In the present study investigating microvascular function in well-characterized patients with nonfailing ARVC, we demonstrated for the first time a significantly blunted MBF response to adenosine, which resulted in a decrease in coronary flow reserve of approximately 50% compared to control subjects.

The ratio of MBF during maximal coronary vasodilation to baseline, defined as the coronary flow reserve, is an integrated measure of coronary blood flow through both the large epicardial arteries and the microcirculation, and thus facilitates a functional evaluation of the coronary circulation. Hence, a reduction in coronary flow reserve can result from either angiographically demonstrable coronary artery stenoses, which were ruled out in the study population, or reflect an impairment in coronary microcirculation. Microvascular dysfunction in turn could arise from structural and/or functional impairment on different levels of the coronary arteries – the endothelium, the smooth muscle cells, the autonomic nerves, and others. Since MBF and CVR at baseline were found to be unchanged in our study, impairment of the dilatory responsiveness of the arteries is a likely explanation. Using adenosine to trigger an increase in hyperaemic blood flow allows gross assessment of the endothelium-independent vasodilatory capacity because only a minor fraction of the blood flow increase can be explained by endothelium-dependent mechanisms [9].

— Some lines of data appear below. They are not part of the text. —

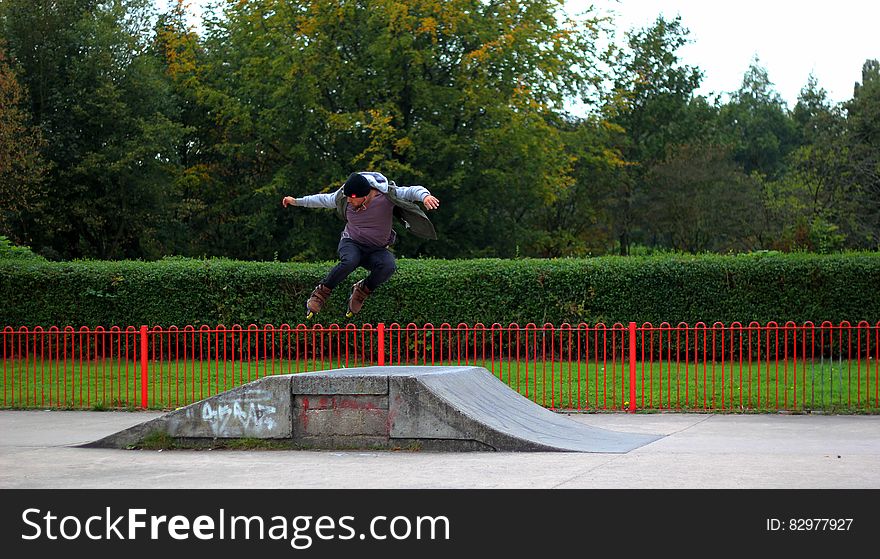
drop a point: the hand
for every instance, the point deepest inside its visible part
(431, 202)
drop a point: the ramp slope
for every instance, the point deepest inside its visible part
(432, 408)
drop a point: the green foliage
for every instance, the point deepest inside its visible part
(9, 251)
(672, 288)
(127, 134)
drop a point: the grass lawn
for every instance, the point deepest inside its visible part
(831, 386)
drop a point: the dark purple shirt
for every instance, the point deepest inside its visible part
(371, 225)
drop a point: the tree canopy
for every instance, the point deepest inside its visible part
(125, 133)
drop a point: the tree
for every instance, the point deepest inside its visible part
(461, 96)
(758, 124)
(651, 98)
(22, 167)
(100, 99)
(863, 141)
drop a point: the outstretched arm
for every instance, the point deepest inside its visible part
(327, 200)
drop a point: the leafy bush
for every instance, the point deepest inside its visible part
(758, 287)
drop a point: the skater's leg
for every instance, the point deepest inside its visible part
(381, 264)
(350, 257)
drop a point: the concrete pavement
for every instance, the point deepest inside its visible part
(38, 449)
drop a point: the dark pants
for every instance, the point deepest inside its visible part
(378, 260)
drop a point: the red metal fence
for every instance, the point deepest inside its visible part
(770, 367)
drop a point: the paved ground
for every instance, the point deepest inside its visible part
(38, 450)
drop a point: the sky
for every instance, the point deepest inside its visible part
(791, 38)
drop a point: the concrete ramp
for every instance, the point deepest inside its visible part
(401, 407)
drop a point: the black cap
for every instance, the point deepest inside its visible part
(356, 185)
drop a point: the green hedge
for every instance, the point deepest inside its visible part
(759, 287)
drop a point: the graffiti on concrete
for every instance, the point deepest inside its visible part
(251, 414)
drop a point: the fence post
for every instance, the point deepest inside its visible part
(381, 343)
(144, 372)
(632, 367)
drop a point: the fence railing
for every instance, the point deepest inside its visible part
(753, 367)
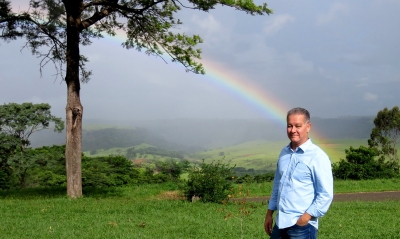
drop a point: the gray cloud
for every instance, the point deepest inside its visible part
(334, 58)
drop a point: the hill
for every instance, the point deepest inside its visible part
(193, 135)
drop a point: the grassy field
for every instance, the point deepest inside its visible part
(264, 154)
(152, 211)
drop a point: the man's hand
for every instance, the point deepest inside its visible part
(268, 222)
(304, 219)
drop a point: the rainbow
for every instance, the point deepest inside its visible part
(245, 90)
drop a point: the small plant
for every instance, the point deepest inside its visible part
(244, 209)
(209, 182)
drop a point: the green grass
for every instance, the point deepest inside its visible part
(140, 212)
(361, 220)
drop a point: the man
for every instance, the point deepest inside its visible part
(303, 183)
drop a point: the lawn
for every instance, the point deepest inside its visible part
(152, 211)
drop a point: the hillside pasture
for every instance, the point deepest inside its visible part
(262, 155)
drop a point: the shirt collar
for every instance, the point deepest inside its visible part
(302, 147)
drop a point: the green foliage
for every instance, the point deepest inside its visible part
(360, 164)
(140, 212)
(107, 171)
(21, 120)
(209, 182)
(147, 25)
(385, 135)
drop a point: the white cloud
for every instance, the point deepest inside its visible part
(277, 23)
(335, 12)
(370, 97)
(208, 23)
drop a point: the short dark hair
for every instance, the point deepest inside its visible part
(299, 111)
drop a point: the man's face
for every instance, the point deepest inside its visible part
(297, 129)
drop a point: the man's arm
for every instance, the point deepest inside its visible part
(323, 184)
(269, 222)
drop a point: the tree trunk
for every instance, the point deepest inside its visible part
(74, 109)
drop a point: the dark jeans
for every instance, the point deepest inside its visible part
(295, 232)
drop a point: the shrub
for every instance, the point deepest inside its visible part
(361, 164)
(209, 182)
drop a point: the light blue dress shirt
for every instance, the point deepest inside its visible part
(303, 183)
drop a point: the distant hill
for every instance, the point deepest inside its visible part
(193, 135)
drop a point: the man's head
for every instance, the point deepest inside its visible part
(298, 126)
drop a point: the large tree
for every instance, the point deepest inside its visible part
(385, 135)
(55, 29)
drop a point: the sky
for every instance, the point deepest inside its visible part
(335, 58)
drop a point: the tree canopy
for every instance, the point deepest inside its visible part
(21, 120)
(54, 30)
(386, 133)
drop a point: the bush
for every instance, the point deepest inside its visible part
(210, 182)
(361, 164)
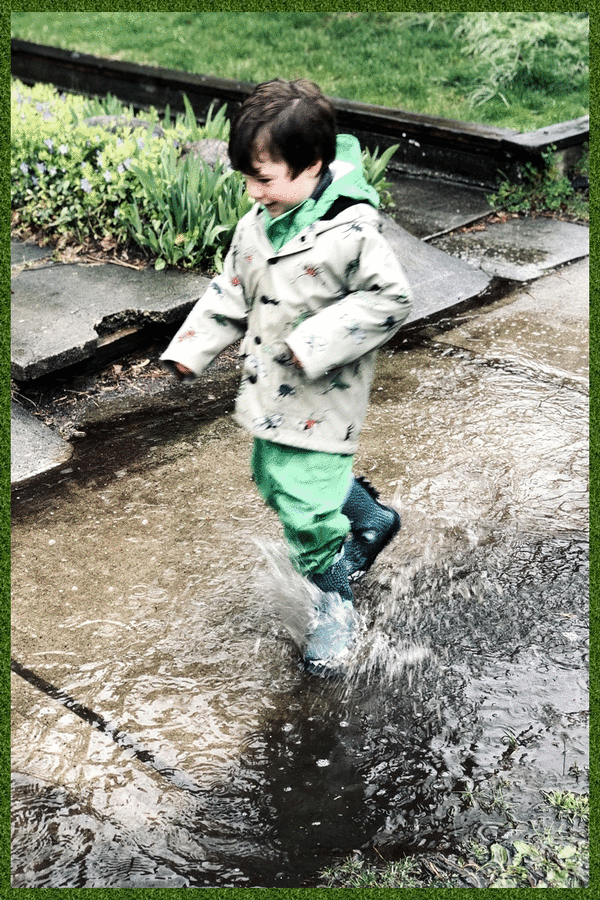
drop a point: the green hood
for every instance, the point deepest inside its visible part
(348, 181)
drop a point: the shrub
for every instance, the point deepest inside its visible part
(539, 189)
(79, 181)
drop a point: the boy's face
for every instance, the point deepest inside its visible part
(273, 186)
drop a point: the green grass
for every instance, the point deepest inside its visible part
(544, 856)
(415, 62)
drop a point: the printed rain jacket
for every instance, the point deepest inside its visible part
(319, 282)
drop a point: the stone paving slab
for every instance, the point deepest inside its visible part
(428, 207)
(439, 281)
(519, 249)
(545, 323)
(35, 448)
(62, 314)
(58, 312)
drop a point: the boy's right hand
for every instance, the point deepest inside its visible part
(181, 371)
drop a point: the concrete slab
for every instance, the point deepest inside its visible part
(519, 249)
(439, 280)
(62, 315)
(34, 447)
(545, 324)
(428, 207)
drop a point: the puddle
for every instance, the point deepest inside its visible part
(140, 592)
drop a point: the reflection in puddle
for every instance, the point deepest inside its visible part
(470, 671)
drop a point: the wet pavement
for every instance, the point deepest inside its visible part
(163, 732)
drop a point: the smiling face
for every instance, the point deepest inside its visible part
(271, 184)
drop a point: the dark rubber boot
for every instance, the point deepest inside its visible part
(372, 527)
(334, 623)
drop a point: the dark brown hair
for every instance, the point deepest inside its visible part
(292, 121)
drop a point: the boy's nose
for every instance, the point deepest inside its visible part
(255, 189)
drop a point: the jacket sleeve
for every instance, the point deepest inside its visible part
(216, 321)
(378, 301)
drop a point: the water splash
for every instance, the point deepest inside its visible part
(378, 649)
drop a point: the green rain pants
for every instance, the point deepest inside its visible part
(307, 489)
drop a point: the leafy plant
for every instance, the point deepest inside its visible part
(374, 167)
(540, 188)
(512, 49)
(357, 873)
(187, 212)
(75, 182)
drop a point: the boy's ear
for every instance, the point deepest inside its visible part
(315, 169)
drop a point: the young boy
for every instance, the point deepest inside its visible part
(314, 290)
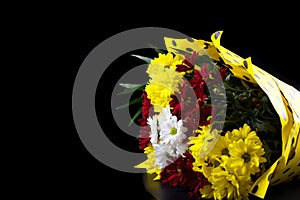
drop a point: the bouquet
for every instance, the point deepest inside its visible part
(215, 124)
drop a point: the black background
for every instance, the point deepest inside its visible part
(71, 33)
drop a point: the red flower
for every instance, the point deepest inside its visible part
(144, 137)
(180, 173)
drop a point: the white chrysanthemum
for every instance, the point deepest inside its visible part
(164, 116)
(164, 155)
(172, 132)
(152, 122)
(167, 137)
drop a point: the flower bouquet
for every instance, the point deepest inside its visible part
(215, 124)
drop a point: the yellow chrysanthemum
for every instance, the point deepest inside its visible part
(159, 95)
(244, 133)
(149, 164)
(201, 146)
(245, 156)
(164, 80)
(227, 185)
(221, 147)
(166, 60)
(207, 192)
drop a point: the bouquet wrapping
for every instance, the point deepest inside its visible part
(216, 124)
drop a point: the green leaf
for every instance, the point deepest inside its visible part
(129, 85)
(137, 100)
(131, 90)
(146, 59)
(135, 116)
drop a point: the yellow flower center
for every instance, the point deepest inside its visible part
(173, 131)
(246, 157)
(225, 151)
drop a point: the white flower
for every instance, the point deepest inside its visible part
(152, 122)
(172, 132)
(164, 155)
(167, 137)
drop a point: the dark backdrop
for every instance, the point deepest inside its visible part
(268, 38)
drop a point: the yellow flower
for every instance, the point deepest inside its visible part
(207, 192)
(201, 146)
(245, 156)
(244, 133)
(164, 80)
(166, 60)
(227, 185)
(149, 164)
(221, 147)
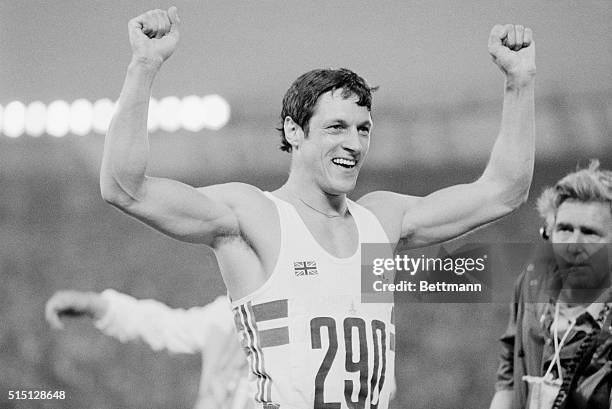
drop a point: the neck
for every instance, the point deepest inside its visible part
(310, 195)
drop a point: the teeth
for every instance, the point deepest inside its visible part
(344, 162)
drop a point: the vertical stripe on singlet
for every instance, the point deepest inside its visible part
(256, 355)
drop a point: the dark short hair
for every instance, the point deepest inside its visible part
(300, 99)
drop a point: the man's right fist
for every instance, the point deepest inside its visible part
(70, 303)
(154, 35)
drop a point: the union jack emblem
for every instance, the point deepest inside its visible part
(305, 268)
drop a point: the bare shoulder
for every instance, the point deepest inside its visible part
(389, 208)
(255, 213)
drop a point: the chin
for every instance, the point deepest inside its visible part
(338, 188)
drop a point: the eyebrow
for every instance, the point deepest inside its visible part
(582, 228)
(342, 122)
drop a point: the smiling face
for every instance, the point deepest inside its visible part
(580, 233)
(337, 143)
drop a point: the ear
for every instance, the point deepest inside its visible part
(293, 132)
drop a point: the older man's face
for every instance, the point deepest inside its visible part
(580, 234)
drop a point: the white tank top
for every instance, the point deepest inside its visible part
(309, 340)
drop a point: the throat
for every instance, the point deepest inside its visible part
(329, 213)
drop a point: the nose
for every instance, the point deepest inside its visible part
(575, 243)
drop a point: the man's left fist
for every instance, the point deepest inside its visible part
(513, 50)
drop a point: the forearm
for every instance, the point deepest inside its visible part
(151, 322)
(126, 148)
(511, 162)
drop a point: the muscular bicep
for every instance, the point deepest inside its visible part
(451, 212)
(182, 211)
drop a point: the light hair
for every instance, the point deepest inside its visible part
(590, 184)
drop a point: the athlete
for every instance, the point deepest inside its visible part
(208, 331)
(291, 258)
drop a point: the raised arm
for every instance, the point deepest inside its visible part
(504, 184)
(167, 205)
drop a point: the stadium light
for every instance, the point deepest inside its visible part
(192, 113)
(36, 119)
(153, 119)
(14, 119)
(81, 117)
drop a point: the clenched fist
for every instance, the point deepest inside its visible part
(513, 50)
(154, 35)
(69, 303)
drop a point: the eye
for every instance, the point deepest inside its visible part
(589, 232)
(335, 127)
(364, 130)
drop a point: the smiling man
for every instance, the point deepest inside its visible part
(291, 258)
(561, 304)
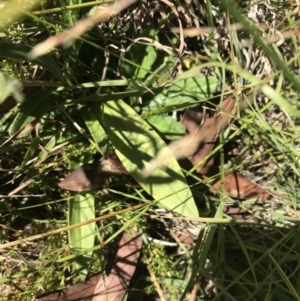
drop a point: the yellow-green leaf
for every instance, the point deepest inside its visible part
(136, 144)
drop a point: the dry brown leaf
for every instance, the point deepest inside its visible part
(80, 27)
(105, 286)
(92, 176)
(191, 120)
(238, 187)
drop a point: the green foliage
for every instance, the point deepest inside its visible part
(122, 87)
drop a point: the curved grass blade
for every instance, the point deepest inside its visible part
(136, 144)
(20, 52)
(81, 238)
(34, 108)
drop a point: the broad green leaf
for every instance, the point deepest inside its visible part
(136, 144)
(34, 108)
(20, 52)
(81, 208)
(167, 126)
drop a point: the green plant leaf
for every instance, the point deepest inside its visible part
(20, 52)
(34, 108)
(91, 116)
(167, 126)
(82, 208)
(136, 144)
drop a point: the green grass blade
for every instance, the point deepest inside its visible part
(34, 108)
(20, 52)
(91, 117)
(82, 238)
(136, 144)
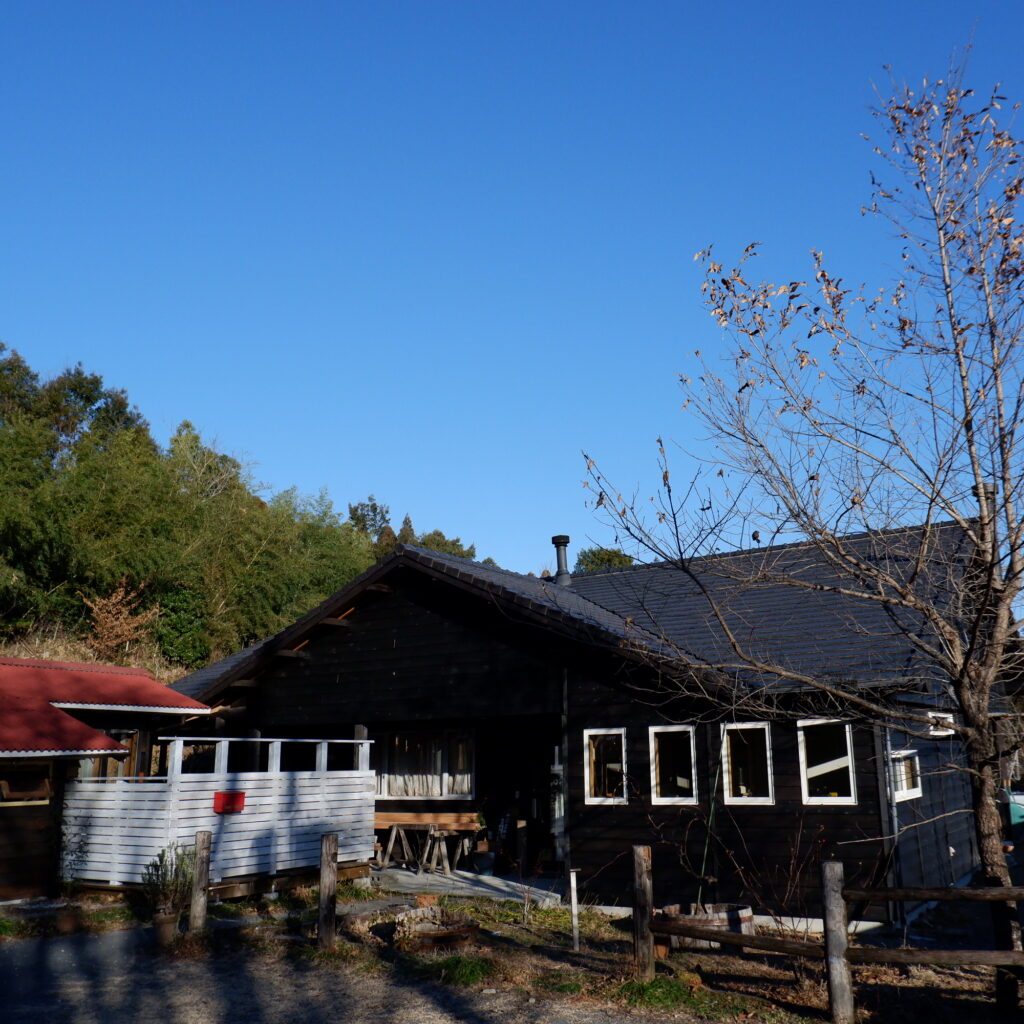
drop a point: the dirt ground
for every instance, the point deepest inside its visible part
(258, 971)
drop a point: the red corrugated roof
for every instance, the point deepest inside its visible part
(29, 690)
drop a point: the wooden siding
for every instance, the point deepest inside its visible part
(114, 827)
(761, 854)
(936, 844)
(418, 651)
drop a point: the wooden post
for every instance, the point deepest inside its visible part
(574, 909)
(643, 905)
(329, 890)
(201, 884)
(361, 762)
(837, 966)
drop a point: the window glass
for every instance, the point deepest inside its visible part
(906, 774)
(673, 764)
(606, 765)
(423, 764)
(827, 761)
(748, 763)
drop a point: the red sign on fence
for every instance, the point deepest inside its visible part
(228, 803)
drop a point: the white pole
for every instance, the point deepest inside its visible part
(574, 908)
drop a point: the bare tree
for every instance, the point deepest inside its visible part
(839, 413)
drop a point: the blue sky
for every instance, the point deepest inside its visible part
(432, 251)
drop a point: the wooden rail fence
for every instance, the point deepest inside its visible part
(835, 950)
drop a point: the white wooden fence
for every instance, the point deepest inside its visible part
(113, 827)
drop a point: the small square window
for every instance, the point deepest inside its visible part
(826, 774)
(673, 765)
(905, 774)
(747, 763)
(604, 766)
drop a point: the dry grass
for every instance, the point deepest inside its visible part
(57, 645)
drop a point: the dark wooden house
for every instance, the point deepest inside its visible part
(571, 714)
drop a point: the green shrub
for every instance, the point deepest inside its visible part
(167, 879)
(459, 970)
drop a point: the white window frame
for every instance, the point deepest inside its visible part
(652, 732)
(914, 792)
(588, 799)
(727, 767)
(384, 772)
(850, 763)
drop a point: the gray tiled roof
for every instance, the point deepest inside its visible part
(668, 612)
(788, 615)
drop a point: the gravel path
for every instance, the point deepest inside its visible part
(99, 979)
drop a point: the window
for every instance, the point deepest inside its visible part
(906, 774)
(826, 762)
(747, 763)
(673, 765)
(430, 765)
(604, 766)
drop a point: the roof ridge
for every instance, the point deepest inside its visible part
(806, 542)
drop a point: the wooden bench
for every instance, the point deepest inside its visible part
(437, 825)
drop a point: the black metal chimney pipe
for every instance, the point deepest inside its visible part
(562, 578)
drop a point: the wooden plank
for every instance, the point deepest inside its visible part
(329, 888)
(956, 957)
(837, 967)
(989, 894)
(643, 905)
(666, 926)
(201, 883)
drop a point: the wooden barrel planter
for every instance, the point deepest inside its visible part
(728, 916)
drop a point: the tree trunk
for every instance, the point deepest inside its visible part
(983, 760)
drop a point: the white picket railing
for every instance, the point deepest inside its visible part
(113, 827)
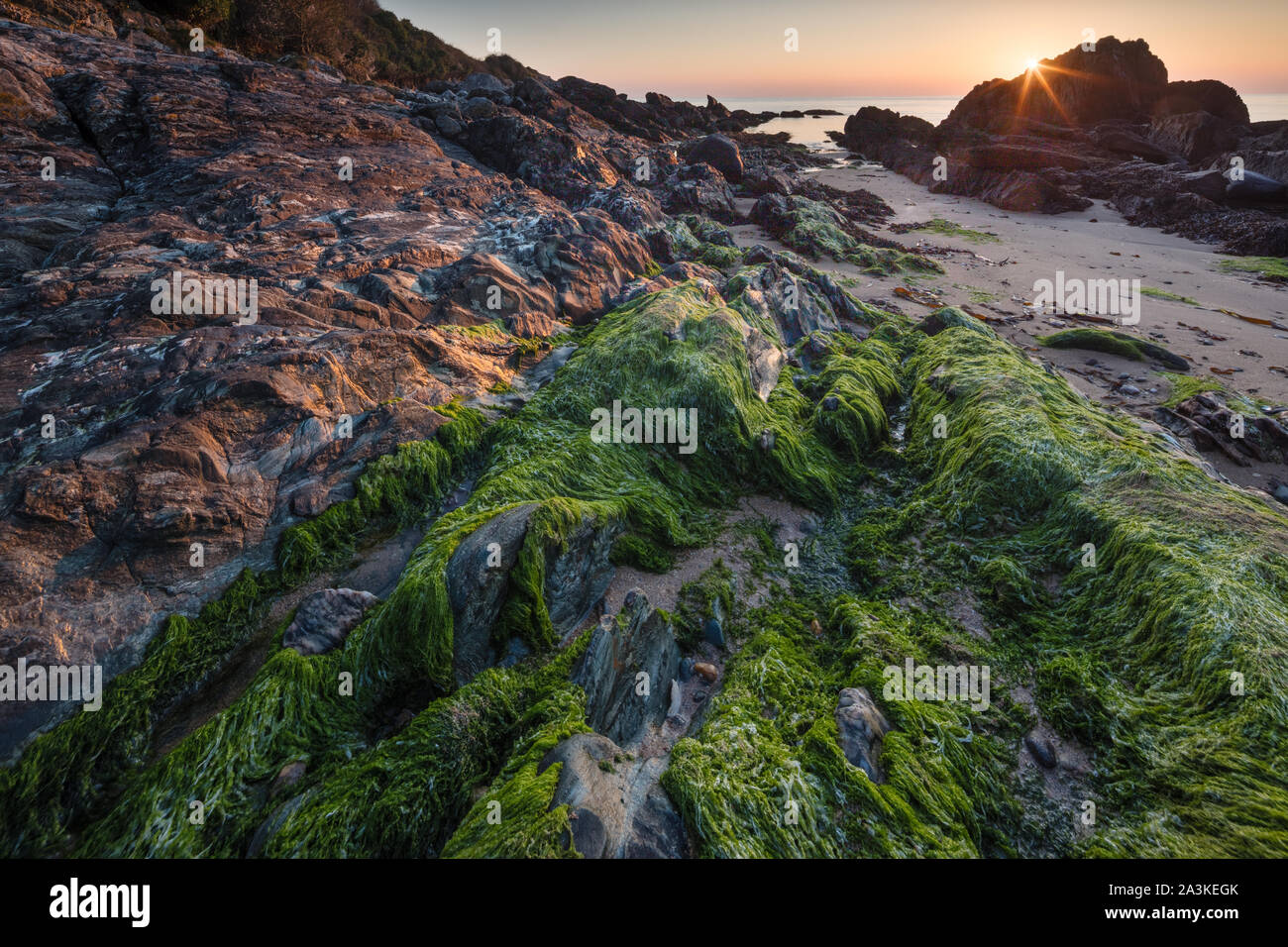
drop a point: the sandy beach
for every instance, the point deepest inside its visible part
(993, 269)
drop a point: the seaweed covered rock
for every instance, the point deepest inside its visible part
(498, 570)
(325, 618)
(616, 808)
(627, 671)
(861, 727)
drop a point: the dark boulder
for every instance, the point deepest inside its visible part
(325, 618)
(1203, 95)
(627, 671)
(1194, 136)
(721, 154)
(1249, 185)
(861, 728)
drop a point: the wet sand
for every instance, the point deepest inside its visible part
(996, 278)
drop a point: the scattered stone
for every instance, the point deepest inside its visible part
(1042, 751)
(706, 671)
(325, 618)
(712, 633)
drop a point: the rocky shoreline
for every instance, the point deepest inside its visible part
(359, 571)
(1107, 125)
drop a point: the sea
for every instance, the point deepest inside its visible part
(934, 108)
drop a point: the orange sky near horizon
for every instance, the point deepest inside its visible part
(734, 48)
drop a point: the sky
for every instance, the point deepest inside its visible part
(735, 48)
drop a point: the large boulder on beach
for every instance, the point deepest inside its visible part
(614, 809)
(1203, 95)
(576, 571)
(619, 702)
(721, 154)
(1194, 136)
(1078, 88)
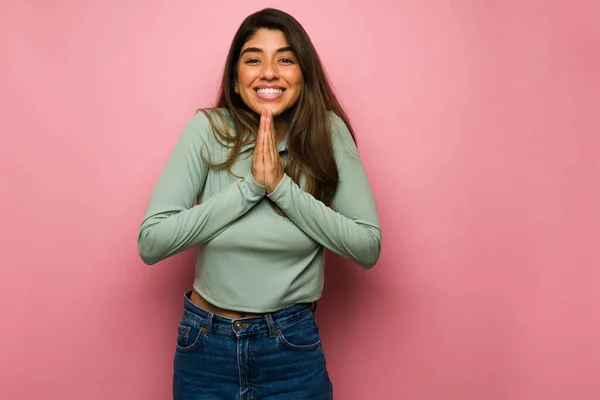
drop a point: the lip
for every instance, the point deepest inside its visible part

Apart from the endothelium-independent vasodilation of microvessels, adenosine infusion typically results in a drop in blood pressure and, in turn, drives the sympathetic tone, as can be seen by an increased heart rate under adenosine stress. In a normal heart this further enhances coronary blood flow through β-adrenoceptor stimulation at the arterial vascular tree resulting in coronary vasodilation at the level of the large artery and arterioles, an effect which “overrides” the parallel α-adrenoceptor-mediated vasoconstriction [10]. However, in a condition such as ARVC, in which MIBG defects and increased washout suggest an impairment of the sympathetic nervous system, this effect might be blunted. Given the inefficiency of the uptake-1 transporter and increased release of catecholamines at the presynaptic sympathetic nerves, the concentration of catecholamines at the synaptic cleft is increased resulting in downregulated β-adrenoceptors. We have previously shown a decrease of about 50% in β-adrenoceptor density in patients with ARVC using 11C-CGP 12177 PET [11]. Downregulation of β-adrenoceptors would in turn result in a blunted β-adrenoceptor-mediated flow response to an adenosine-stimulated increased sympathetic tone while α-adrenoceptor-mediated vasoconstriction is preserved, impairing the maximal MBF under adenosine stress in patients with ARVC. This hypothesis would be in line with the not completely blunted but significant decrease of about 30% in adenosine flow reserve in patients with ARVC as compared to controls observed in this study. In six patients with ARVC in this cohort, 123I-MIBG SPECT was additionally available from clinical diagnostics, and in five of these patients a reduced tracer uptake in the inferoseptal region of the left ventricle on the MIBG scan 4 h after injection was present. Interestingly, the mean peak MBF under adenosine stress was severely reduced in the five patients with MIBG defects (MBF 2.64 ± 1.31 ml/min/g), whereas the single patient with normal MIBG uptake had a normal adenosine-triggered MBF response of 4.25 ml/min/g. This finding could support an association between sympathetic function and microvascular function in patients with ARVC, but obviously the group studied in parallel by MIBG-SPECT and H 152 O PET was far too small, so prospective larger scale studies on this topic are necessary.

Study limitations

The relatively small number of patients with a rare cardiac disease without left ventricular involvement enrolled in this study, although well characterized and selected, might not have represented the wide spectrum of disease manifestation among patients with ARVC. Due to the limited spatial resolution of the PET scanner, quantitative perfusion measurements within the thin right ventricular wall were, and still are, impossible.

Conclusion

In conclusion, this study demonstrated an impairment of MBF and hyperaemic flow reserve associated with an increase in minimal coronary resistance in male patients with ARVC.